BPhilipYork: This is an amazingly strong graveyard hate card that also can massively buff your commander to swing.  I really, really like it for grindy games.

FromTheShire: A pretty reasonably costed piece of graveyard hate for Equipment decks that doesn’t take a card slot away from your main game plan, I dig it.


Credit: Wizards of the Coast

March of Otherworldly Light

BPhilipYork: Seems potentially strong, flexible exile is quite strong, and you’re maybe looking at a cmc of 3-4 most of the time, which is high, but for something this flexible, and the ability to pay via exiling, I think an argument can definitely be made.

FromTheShire: Very flexible removal that exiles and has a cost reducer built in – pretty damn good.
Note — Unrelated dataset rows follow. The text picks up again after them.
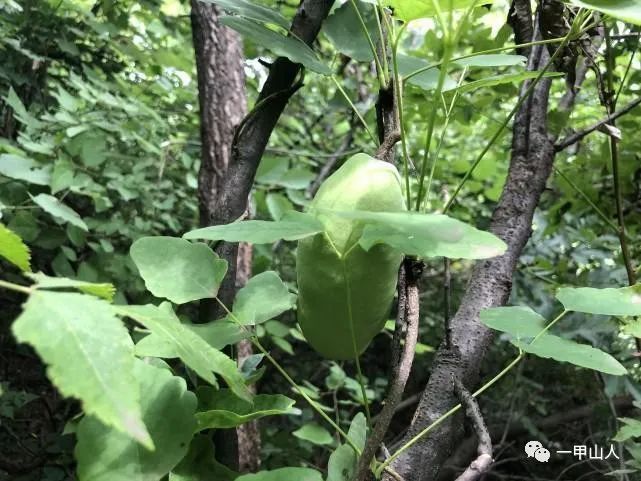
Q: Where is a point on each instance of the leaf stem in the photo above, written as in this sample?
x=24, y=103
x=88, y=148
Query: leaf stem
x=15, y=287
x=288, y=378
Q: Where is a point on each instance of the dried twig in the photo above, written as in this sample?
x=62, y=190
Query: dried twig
x=404, y=344
x=482, y=463
x=576, y=137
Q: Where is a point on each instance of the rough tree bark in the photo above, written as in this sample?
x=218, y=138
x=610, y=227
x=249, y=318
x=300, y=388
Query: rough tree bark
x=233, y=142
x=532, y=156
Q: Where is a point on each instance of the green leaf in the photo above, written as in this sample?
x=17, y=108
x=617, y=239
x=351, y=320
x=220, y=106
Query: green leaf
x=293, y=226
x=190, y=347
x=553, y=347
x=278, y=205
x=502, y=79
x=625, y=301
x=519, y=321
x=217, y=334
x=427, y=80
x=414, y=9
x=14, y=250
x=264, y=297
x=277, y=43
x=314, y=433
x=57, y=209
x=104, y=290
x=177, y=269
x=626, y=10
x=219, y=409
x=493, y=60
x=200, y=464
x=89, y=355
x=168, y=410
x=344, y=30
x=343, y=461
x=21, y=168
x=426, y=235
x=251, y=10
x=283, y=474
x=632, y=429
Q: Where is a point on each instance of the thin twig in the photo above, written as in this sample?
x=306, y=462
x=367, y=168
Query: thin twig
x=576, y=137
x=483, y=462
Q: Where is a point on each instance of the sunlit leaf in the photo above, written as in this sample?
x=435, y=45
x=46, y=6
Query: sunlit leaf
x=168, y=411
x=14, y=250
x=54, y=207
x=71, y=333
x=178, y=270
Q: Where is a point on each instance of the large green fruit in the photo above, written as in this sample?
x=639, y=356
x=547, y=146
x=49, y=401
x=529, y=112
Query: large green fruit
x=345, y=292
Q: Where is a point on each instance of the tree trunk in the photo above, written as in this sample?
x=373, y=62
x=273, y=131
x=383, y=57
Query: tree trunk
x=223, y=104
x=531, y=161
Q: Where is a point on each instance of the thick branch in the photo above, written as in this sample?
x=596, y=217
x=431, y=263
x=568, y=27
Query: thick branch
x=578, y=136
x=404, y=345
x=253, y=133
x=490, y=285
x=482, y=463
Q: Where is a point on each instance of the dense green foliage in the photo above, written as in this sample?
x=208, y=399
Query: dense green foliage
x=103, y=266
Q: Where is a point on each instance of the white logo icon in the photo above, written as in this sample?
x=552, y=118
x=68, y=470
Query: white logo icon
x=531, y=447
x=542, y=455
x=535, y=449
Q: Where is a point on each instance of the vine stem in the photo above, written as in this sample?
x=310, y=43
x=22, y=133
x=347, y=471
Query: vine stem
x=477, y=393
x=254, y=340
x=15, y=287
x=512, y=113
x=351, y=104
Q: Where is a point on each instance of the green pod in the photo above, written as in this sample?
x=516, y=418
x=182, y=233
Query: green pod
x=345, y=292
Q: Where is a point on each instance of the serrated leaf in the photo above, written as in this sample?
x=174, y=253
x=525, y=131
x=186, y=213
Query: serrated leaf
x=625, y=301
x=428, y=79
x=283, y=474
x=491, y=60
x=564, y=350
x=277, y=43
x=21, y=168
x=14, y=250
x=190, y=347
x=519, y=321
x=426, y=235
x=344, y=30
x=343, y=461
x=168, y=410
x=414, y=9
x=200, y=464
x=219, y=409
x=71, y=332
x=57, y=209
x=632, y=429
x=264, y=297
x=253, y=11
x=314, y=433
x=626, y=10
x=103, y=290
x=293, y=226
x=217, y=334
x=178, y=270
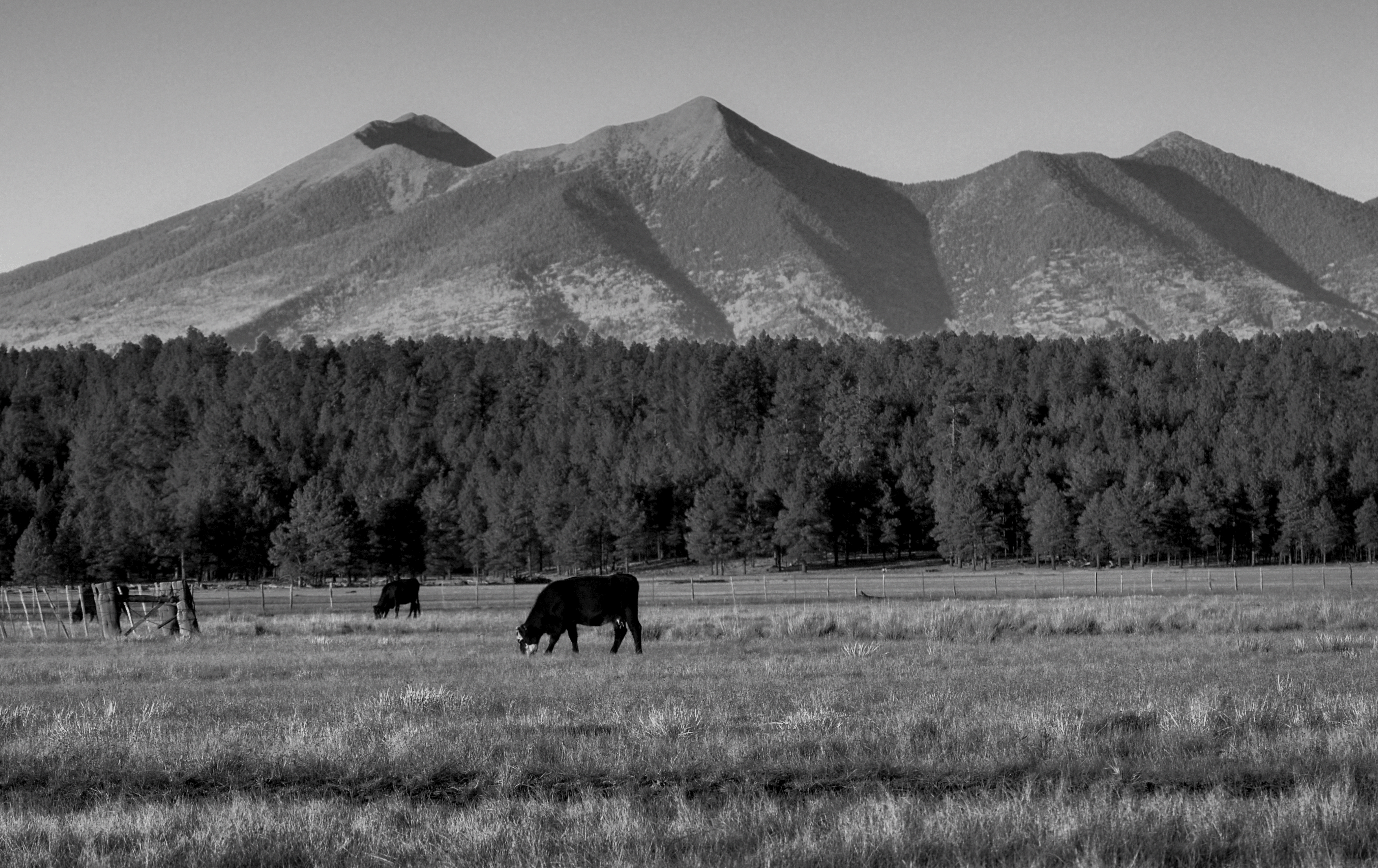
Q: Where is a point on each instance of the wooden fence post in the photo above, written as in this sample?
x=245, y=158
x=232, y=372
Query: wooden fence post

TheChirurgeon: Instant speed removal for three different card types with cost reduction seems pretty great to me, especially in a format where you’re likely to be sitting on big spells. It’s also perfectly draftable removal.


Credit: Wizards of the Coast

Norika Yamazaki, the Poet

BPhilipYork: There’s definitely something to be done with this attacks alone thing, and I’m kind of psyched to figure it out.  The big winner I could see casting would be things like Dance of the Dead,  though obviously, that’s not in the right colors if Norika is your commander.

FromTheShire: This is one of the better payoff cards for the flavorful lone Samurai deck. I’m not sold on the archetype personally but this is definitely a powerful effect.


Credit: Wizards of the Coast

Spirited Companion

BPhilipYork:  It’s a good doggo, and I guess you can let it drive cars, which is fun.  I like art.  Also, it is an enchantment creature, that cantrip, so there are definitely things you could do there.  Possibly use it as a sacrifice / reanimate target that’s also cantripping.

FromTheShire: I wanted to highlight the bestest boi because c’mon, look at him, but this effect is actually deceptively powerful as well, especially on a common. We’ve seen Elvish Visionary and Dusk Legion Zealot be essential pieces of decks in non-Commander formats as the card draw keeps you churning through your deck towards your payoffs. Those are both more relevant creature types but I still think we’re going to see this a lot in white weenie decks at the absolute minimum.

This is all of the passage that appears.